[FEA] Further improvements to histogram-based median
A histogram-based median for 2D 8 and 16-bit integer images was implemented in #317. There are some areas where this could be further improved in the future.
improved boundary handling
The histogram-based median proposed in #317 currently requires some edge padding to handle all of the boundary conditions available. This padding prevents being able to directly write into a user-provided output array from the kernel. Ideally we would fully implement the boundary handling in the kernels to avoid the overhead of pre-padding before the kernel and cropping afterward.
extension to 3D data
It should be possible to extend this concept to 3D, but more care to stay within GPU memory limits will be required. I think one could store histograms on a per-plane rather than per-line basis in that case to reduce the number of histogram copies that need to be kept in-memory.
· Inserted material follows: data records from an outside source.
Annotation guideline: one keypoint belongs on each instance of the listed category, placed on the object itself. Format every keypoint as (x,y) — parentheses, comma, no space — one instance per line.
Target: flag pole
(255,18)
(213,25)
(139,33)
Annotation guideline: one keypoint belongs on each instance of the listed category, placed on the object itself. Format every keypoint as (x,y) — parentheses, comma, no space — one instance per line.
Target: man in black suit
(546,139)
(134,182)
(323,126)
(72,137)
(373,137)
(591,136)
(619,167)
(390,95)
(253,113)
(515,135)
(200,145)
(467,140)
Use CUB for Histogram operations
Look into using CUB's BlockScan or similar for the histogram median lookups
Extend testing with 16-bit ranges beyond 10-bit depth
Locally 12-bit range (e.g. [0, 4096] as common in DICOM) works, but testing with a range of values larger than 1024 fails on remote tests. We need to investigate why this is.
Also, I don't think we currently use them anywhere in cuCIM, but this same implementation from #317 can also be used to accelerate CuPy's percentile_filter or rank_filter just by changing the median_pos variable passed to a kernel to a position that corresponds to the desired rank.